In Maryland, most of the patrons seem to come for the buffet and eat as much as they can. Still, Rain loves watching people in the dining room. “I like seeing a clean plate,” he said. “I like it when people take the first bite of my food and they start nodding their head.” He spends hours trying to create a perfectly round Chinese omelette. “There’s a lot of kung fu in making egg foo young,” he told me. “If you have time, you’ll make it really perfect. You’ll make it bigger, better-looking, rounder. They’ll think, I spent so little money and I got such good food, and on top of that it’s good-looking. And then maybe they’ll come back.”
Rain viewed the job in Maryland as an opportunity to expand his repertoire. “In a takeout restaurant, people order the same dishes over and over,” he said. At a bigger restaurant, he could learn new dishes. And his salary—twenty-eight hundred dollars a month—was good, but not good enough to arouse concern. “If you come across a job paying three thousand, you think there must be something wrong with that restaurant,” he told me.
Rain lives with five co-workers in a red brick town house that his boss owns, part of a woodsy development near the restaurant. The house is tidy; there are three floors covered with white carpeting, and each worker has been supplied with an identical cot, a desk, a chair, and a lamp. “Some bosses don’t take care of the houses,” Rain said. “If they’re renting the house, especially, they don’t care. The rooms will actually smell.” Every restaurant worker has a story of sleeping in a dank basement or being packed in a room with five other people. Many complain of living in a house that has no washing machine, and being forced to spend their day off scrubbing their grease-spattered T-shirts in a sink.
So this is why he stays
For many restaurant workers, the decision to come to the U.S. is irrevocable. But, as the disappointments of immigrant life accrue, it can be hard not to imagine that things might be better elsewhere. Chinese-Americans, despite a good public image, suffer higher rates of poverty than the general public. Mental-health problems are an increasing concern in New York’s immigrant communities. In parts of China where the growing economy has given people more options, the allure of working in the U.S. has faded. This February, in a hostel in Queens, I met a woman who had just returned from a difficult day of job hunting. “I thought America would be heaven, and all it is is cold!” she complained. She returned to Beijing after four months. In Fuzhou, a taxi-driver told me that he was glad his attempts to emigrate had failed. “My father says that having a son in the United States is like having no son at all,” he said.
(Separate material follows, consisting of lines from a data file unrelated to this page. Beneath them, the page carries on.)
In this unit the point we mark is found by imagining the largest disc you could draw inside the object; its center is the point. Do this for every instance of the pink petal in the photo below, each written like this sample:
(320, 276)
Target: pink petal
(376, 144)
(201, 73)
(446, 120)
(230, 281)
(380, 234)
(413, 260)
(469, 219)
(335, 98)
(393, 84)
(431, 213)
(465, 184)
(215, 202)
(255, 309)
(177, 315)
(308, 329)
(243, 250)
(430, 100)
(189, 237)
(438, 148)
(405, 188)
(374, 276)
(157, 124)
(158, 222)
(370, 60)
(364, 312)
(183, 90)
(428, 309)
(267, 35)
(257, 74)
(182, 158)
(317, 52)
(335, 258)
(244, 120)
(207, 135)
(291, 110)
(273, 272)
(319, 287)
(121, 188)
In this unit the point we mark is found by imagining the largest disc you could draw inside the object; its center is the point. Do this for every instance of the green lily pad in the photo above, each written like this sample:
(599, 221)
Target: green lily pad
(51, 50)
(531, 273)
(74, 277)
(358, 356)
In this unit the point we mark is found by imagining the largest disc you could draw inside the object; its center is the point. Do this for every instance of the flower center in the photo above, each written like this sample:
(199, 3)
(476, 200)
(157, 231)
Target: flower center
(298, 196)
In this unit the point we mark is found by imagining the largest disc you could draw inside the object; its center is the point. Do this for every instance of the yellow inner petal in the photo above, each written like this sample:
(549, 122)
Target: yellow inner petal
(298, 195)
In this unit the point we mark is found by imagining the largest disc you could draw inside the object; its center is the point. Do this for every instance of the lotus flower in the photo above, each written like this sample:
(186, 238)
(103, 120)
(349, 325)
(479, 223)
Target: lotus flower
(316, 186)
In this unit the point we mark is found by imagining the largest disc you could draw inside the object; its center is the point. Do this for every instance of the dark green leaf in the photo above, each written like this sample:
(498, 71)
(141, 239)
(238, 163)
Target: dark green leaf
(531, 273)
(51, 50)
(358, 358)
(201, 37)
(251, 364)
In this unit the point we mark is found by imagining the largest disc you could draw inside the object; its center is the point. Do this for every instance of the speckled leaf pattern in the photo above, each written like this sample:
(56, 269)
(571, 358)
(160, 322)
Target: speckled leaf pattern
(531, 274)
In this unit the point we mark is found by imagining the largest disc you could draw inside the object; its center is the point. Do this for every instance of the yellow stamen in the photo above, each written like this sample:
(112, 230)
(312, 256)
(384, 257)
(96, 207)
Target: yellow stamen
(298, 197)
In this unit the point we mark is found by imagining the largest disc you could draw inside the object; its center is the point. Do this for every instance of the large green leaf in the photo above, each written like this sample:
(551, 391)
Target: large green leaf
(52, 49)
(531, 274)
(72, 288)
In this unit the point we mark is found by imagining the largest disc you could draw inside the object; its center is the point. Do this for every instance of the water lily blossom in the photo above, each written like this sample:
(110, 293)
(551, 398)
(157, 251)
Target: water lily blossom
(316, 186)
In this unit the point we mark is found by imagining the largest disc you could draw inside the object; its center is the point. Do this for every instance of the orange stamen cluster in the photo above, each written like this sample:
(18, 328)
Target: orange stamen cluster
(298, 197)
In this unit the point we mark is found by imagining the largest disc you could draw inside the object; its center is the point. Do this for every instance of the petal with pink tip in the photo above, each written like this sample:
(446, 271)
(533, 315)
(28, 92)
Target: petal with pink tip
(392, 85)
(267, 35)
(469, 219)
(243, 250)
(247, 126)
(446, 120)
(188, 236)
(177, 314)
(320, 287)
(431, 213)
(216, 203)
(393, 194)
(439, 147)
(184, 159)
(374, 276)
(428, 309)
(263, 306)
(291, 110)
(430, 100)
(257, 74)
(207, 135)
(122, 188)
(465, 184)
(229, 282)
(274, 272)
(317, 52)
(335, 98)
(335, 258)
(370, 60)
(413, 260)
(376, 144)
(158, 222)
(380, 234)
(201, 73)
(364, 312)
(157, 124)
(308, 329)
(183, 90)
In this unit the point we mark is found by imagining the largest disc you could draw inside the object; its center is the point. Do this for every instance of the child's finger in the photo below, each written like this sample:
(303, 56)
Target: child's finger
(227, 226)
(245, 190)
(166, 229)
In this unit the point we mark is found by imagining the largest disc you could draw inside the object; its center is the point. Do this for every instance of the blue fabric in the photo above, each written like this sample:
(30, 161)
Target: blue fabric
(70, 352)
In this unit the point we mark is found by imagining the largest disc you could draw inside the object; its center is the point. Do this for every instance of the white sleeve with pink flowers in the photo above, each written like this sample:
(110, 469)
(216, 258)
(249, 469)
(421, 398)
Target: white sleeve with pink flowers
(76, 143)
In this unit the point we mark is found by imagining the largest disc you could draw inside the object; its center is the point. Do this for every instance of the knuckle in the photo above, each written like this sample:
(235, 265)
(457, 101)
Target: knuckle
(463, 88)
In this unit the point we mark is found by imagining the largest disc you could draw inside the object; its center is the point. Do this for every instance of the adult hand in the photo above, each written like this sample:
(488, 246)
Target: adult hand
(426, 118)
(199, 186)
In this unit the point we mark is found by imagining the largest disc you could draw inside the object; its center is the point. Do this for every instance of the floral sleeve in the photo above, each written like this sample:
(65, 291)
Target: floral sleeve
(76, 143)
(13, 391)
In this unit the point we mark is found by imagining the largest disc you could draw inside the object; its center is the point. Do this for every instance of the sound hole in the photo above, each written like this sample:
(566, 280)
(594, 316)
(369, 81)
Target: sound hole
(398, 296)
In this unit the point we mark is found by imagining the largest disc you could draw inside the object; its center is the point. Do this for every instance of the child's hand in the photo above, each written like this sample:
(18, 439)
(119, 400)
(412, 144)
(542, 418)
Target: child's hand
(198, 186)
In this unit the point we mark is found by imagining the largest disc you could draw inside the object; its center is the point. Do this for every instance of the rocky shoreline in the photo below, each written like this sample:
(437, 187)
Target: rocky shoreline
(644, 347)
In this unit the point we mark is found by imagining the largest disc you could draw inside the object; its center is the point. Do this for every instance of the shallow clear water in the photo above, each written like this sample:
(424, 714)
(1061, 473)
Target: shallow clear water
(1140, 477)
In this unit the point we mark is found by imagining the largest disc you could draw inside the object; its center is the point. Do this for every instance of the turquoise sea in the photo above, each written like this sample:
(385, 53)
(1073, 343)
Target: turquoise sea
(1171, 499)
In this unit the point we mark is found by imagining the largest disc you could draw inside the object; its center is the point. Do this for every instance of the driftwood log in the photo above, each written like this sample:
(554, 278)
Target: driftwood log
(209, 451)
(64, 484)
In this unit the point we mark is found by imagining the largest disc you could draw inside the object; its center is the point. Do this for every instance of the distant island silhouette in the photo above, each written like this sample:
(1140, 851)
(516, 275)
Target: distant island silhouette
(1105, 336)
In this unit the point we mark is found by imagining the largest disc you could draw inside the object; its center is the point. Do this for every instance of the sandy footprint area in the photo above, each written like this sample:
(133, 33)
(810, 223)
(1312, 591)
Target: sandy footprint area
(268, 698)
Rain tried not to dwell on returning to Maryland, where he was due in a few days. Everyone else who had worked at the restaurant when he started had been driven off by the boss’s temper. “And it’s so far away,” Rain said. If he could find a job somewhere closer, he could see Annie every weekend. As his family’s only son, Rain feels increasing pressure to send money home to his mother. But, he reasoned, everyone who comes to the U.S. should be prepared for hardship. “Everything we do, we do for the next generation,” he said, and added, “No matter what, it beats sitting around in the village.”